Die Empörung darüber ist groß. Im Zeitalter des Internets wird gern zur persönlichen Beschimpfung gegriffen. Dabei wäre es besser, nüchtern bei den Fakten zu bleiben. Beschäftigte von Autokonzernen sind im Alter generell besser gestellt als andere Arbeitnehmer, sie erhalten oft zusätzlich eine hohe Betriebsrente. Und dann war Zetsche ja noch besonders erfolgreich, im Gegensatz zu vielen Managern, die versagen und trotzdem üppige Abfindungen bekommen. Doch selbst wer all das anerkennt, darf Dieter Zetsches Daimler-Rente absurd finden.

Er soll bis zu 4200 Euro am Tag erhalten, fast hundert Mal so viel wie ein Durchschnittsverdiener, der ebenso lang arbeitete. Hat der Daimler-Boss (oder irgendein anderer Manager) hundert Mal so viel Leistung gebracht? Bedarf er nach seinen Gehaltsmillionen wirklich noch einer Luxusrente, um einen angenehmen Ruhestand zu haben, der ihm gegönnt sei? Nein.

Daher verstärkt die Zetsche-Rente den Eindruck hart arbeitender Normalverdiener, dass es im Kapitalismus ungerecht zugeht. Ungerechter als früher: Während Manager großer Firmen in den 1980er-Jahren 15 Mal so viel wie verdienten wie ihre Mitarbeiter, sind es heute 60 Mal so viel. Danach winken Altersbezüge, die sich bei früheren Dax-Vorständen im Schnitt auf mehr als 30 000 Euro monatlich belaufen. Und bei einem wie Ex-VW-Chef Martin Winterkorn auf fast 100000 Euro. Der reale Lohn vieler Arbeitnehmer stagnierte dagegen in den vergangenen 20 Jahren. Die Altersbezüge entwickelten sich ebenfalls oft mager. Die Zetsche-Rente entsolidarisiert eine Gesellschaft, die Zusammenhalt braucht, um Herausforderungen wie Globalisierung, Migration und Digitalisierung zu bestehen. Deshalb richten solche Megazahlungen echten Schaden an.

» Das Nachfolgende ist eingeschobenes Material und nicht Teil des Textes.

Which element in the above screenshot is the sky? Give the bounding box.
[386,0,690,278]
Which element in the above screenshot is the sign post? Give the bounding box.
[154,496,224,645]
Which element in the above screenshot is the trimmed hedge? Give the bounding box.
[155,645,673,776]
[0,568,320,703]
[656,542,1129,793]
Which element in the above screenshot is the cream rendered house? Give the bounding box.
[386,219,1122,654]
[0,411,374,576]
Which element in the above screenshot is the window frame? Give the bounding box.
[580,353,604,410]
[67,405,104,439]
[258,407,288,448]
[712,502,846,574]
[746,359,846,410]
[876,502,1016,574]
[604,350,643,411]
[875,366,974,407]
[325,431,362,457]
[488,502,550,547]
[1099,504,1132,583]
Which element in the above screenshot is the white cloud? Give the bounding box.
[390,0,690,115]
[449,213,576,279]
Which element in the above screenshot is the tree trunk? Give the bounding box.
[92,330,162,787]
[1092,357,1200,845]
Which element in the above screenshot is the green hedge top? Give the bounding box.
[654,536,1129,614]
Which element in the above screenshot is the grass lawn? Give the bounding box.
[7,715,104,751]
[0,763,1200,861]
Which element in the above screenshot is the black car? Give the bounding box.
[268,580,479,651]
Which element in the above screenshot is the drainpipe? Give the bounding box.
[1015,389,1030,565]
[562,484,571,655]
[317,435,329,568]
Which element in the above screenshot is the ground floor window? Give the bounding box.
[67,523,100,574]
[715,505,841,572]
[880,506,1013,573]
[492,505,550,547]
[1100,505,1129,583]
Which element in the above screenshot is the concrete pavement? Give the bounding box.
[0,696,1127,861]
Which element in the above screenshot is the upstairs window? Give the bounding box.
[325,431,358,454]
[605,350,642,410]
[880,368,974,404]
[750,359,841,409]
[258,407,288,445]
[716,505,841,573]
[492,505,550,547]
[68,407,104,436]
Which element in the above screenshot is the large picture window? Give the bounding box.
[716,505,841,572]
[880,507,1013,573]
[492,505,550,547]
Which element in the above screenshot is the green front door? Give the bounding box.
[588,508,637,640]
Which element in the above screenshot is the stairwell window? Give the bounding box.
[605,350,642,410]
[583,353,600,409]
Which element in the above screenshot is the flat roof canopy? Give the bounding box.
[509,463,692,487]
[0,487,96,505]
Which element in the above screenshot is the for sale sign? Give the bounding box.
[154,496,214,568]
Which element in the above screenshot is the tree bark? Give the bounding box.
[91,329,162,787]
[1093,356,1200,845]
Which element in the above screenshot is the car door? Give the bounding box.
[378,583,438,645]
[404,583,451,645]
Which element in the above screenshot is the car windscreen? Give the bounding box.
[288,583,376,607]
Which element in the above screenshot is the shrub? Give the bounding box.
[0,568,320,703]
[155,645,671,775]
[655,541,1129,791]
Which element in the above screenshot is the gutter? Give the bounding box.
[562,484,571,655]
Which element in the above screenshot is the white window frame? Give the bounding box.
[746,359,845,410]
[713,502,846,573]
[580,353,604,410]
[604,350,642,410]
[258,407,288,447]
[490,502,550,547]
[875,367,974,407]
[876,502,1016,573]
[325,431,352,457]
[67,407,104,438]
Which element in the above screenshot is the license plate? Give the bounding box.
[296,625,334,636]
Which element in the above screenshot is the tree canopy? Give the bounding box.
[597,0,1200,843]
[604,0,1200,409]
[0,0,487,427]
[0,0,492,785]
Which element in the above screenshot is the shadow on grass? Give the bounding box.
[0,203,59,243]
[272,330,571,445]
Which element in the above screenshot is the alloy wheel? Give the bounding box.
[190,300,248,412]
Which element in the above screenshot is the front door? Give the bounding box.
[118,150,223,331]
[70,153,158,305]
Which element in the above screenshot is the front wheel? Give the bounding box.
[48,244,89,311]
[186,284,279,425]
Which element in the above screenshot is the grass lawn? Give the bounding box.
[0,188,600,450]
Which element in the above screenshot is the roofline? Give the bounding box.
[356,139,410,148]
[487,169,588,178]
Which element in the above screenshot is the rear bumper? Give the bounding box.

Es gibt Abhilfe: Wer wie der Daimler-Chef 2017 13 Millionen Euro verdiente, darbt nicht ohne riesiges Ruhegehalt. Er kann selbst für sein Alter vorsorgen. Und dazu benötigt er, auch das gehört zur Gerechtigkeit, weniger als 13 Millionen Euro Gage im Jahr.

An dieser Stelle wenden Liberale gern ein, über die Bezahlung eines Managers solle nur der Markt entscheiden. Wenn Zetsche 4200 Euro Rente am Tag bekommt, ist er das demnach einfach wert. Solche absurden Summen irgendwie zu beschränken, gefährdet demnach das Wohl einer Firma. Für weniger Geld bekommt sie angeblich nur schlechtes Personal. Mal abgesehen davon, dass Firmen auch schlechtem Personal häufiger Millionen zahlen: Wenn das so eindeutig ist mit der Gehaltskonkurrenz, warum wandern nicht massenweise deutsche Manager in die USA ab, wo noch mehr gezahlt wird? Und warum gibt es dann in Japan international erfolgreiche Firmen, obwohl da Vorstände traditionell weniger verdienen als in Deutschland?

Der Markt schafft an, jeder Manager verdient seinen Millionenscheck: Das ist genau die seelenlose Argumentation, die den Kapitalismus bei vielen Bürgern in Verruf bringt. Leider. Denn er vermag bisher grundsätzlich besser als jedes andere Wirtschaftssystem, Wohlstand für alle zu produzieren. Deshalb wird es Zeit, den Kapitalismus vor jenen zu retten, die ihn zur Selbstbedienung missbrauchen.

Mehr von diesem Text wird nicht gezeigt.